“Most black and Latino students today are segregated by both race and class, a combination that wreaks havoc on the learning environment. Research stretching back 50 years shows that the socioeconomic makeup of a school can play a larger role in achievement than the poverty of an individual student’s family.”

This New York Times Magazine article goes on to explain that more than three quarters of New York City children are wither black or Latino, and that of these the vast majority attend schools together. I’m this case, together meaning a proportion of nine out of ten of students in these areas belonging to these “minority” groups. Really makes you rethink the word minority.

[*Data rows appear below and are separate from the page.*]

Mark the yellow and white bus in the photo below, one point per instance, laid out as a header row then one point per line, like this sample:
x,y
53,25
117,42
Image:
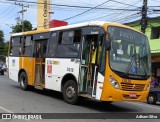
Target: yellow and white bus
x,y
100,60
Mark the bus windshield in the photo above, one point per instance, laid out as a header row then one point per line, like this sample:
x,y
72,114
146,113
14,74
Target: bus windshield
x,y
130,52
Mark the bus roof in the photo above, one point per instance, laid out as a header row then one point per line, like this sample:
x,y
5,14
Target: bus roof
x,y
91,23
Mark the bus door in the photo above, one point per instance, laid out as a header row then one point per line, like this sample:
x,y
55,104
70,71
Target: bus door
x,y
40,54
88,67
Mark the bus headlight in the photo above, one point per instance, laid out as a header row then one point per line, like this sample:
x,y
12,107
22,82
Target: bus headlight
x,y
113,82
148,87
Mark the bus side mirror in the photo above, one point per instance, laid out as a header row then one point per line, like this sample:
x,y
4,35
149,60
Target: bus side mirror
x,y
108,45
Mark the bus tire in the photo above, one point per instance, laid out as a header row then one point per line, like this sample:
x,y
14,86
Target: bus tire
x,y
151,99
23,81
70,92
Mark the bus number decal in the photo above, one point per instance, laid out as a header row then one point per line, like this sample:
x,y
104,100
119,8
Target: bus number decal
x,y
70,69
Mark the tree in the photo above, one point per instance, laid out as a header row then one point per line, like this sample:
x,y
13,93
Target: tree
x,y
18,28
1,42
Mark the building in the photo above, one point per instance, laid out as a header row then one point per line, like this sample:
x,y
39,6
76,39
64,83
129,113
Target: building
x,y
153,34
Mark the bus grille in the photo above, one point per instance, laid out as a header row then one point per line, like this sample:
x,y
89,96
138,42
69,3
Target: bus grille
x,y
132,87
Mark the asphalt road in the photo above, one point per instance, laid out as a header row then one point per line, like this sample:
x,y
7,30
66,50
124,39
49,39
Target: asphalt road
x,y
14,100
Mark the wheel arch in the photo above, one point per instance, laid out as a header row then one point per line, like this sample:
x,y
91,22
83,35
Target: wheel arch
x,y
67,77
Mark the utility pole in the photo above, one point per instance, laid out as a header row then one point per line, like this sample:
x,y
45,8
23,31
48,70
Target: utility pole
x,y
144,16
22,12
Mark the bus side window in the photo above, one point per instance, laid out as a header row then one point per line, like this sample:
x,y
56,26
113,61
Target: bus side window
x,y
77,36
15,46
52,45
69,44
27,48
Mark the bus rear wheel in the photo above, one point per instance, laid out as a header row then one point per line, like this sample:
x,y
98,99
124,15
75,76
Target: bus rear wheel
x,y
23,81
70,93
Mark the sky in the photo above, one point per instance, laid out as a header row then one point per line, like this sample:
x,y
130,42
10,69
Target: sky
x,y
121,11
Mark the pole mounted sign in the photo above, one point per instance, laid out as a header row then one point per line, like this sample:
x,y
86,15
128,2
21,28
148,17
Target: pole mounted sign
x,y
43,16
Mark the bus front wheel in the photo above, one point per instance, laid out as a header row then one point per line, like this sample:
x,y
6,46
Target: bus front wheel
x,y
70,93
23,81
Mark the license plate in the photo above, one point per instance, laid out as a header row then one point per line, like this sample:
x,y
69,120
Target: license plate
x,y
132,95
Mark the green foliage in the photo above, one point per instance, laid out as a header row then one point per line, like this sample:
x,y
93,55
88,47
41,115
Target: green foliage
x,y
18,28
1,42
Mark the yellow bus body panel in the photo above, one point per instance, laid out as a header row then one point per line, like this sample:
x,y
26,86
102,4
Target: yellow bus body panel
x,y
109,93
28,64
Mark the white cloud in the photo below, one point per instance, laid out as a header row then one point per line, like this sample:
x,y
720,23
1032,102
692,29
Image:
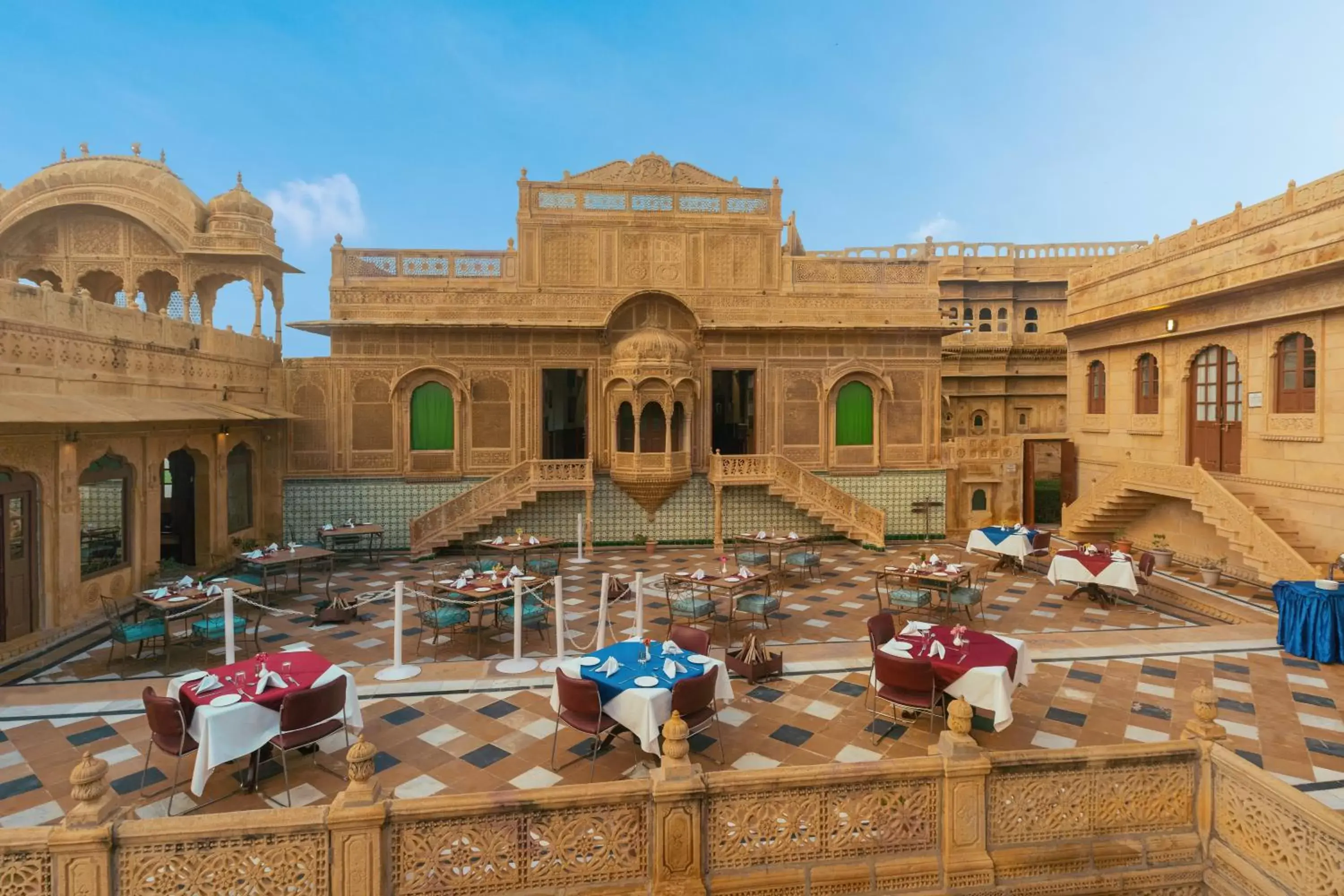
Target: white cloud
x,y
940,228
318,210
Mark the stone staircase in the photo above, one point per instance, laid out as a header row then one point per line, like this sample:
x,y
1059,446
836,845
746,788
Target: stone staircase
x,y
1268,542
808,492
495,497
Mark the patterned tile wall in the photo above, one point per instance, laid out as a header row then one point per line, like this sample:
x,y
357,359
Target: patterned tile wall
x,y
686,516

I had absolutely no idea what proportion of children in NYC are Latino and Black, and I think this is largely due to my privilege of growing up white. My neighborhood is quite ethnically distinct: on one end of the Nostrand Ave. are the projects, consisting almost entirely of African American, people of Caribbean descent, and Latinos, and on the opposite side is a largely White and Chinese area. And despite clearly seeing this demographic of people as I walked the streets of my neighborhood, it never struck me as odd that my elementary school was at least 80% Chinese and white.

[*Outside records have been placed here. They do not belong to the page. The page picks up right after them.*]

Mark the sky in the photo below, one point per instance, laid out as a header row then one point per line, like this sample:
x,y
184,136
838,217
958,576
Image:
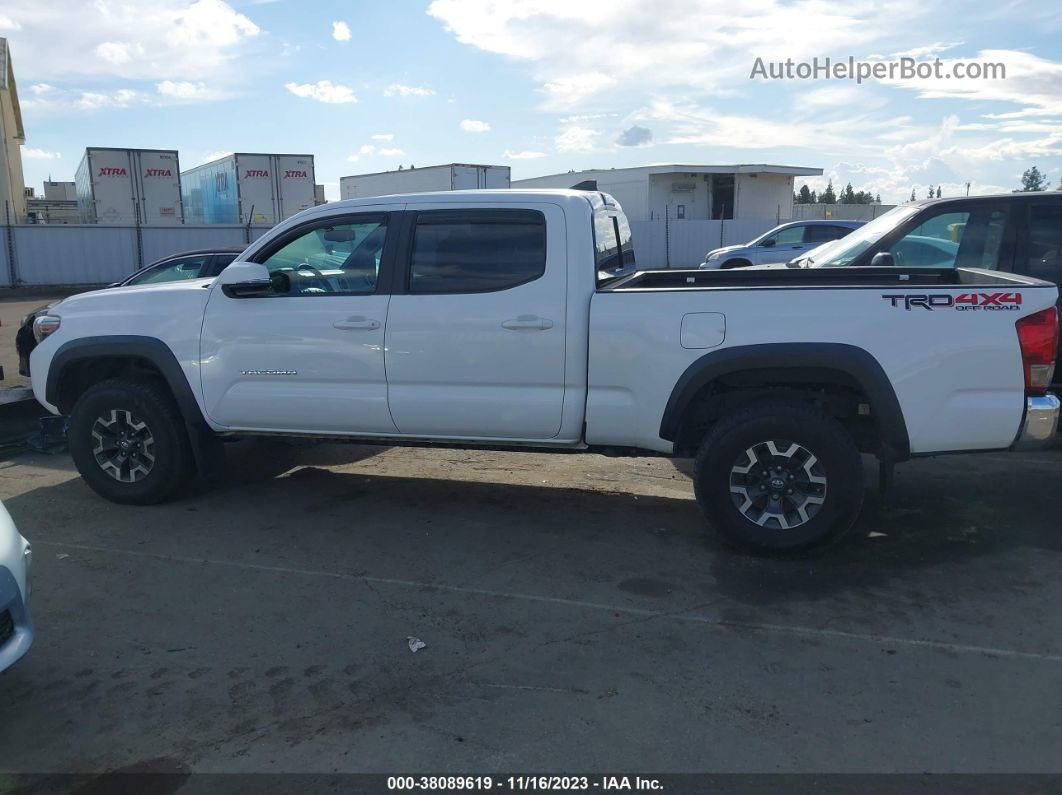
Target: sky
x,y
545,86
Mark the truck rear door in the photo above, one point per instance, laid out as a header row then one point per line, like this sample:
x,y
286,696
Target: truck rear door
x,y
475,341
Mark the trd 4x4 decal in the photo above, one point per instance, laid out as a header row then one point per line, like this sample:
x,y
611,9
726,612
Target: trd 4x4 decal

I think that as white children, this is an issue largely invisible to us. It exists in the minds of our parents and in the realities of those students stuck in these schools, but because of an unwillingness largely on the part of those with resources in these better school, nothing is done about the system. This really made me question how it can be that in New York City, one of if not the most diverse single locations in the world, not to mention l one of the most socially liberal places in the country, how is it possible that this is a well known and proven issue and nothing is being done to address it?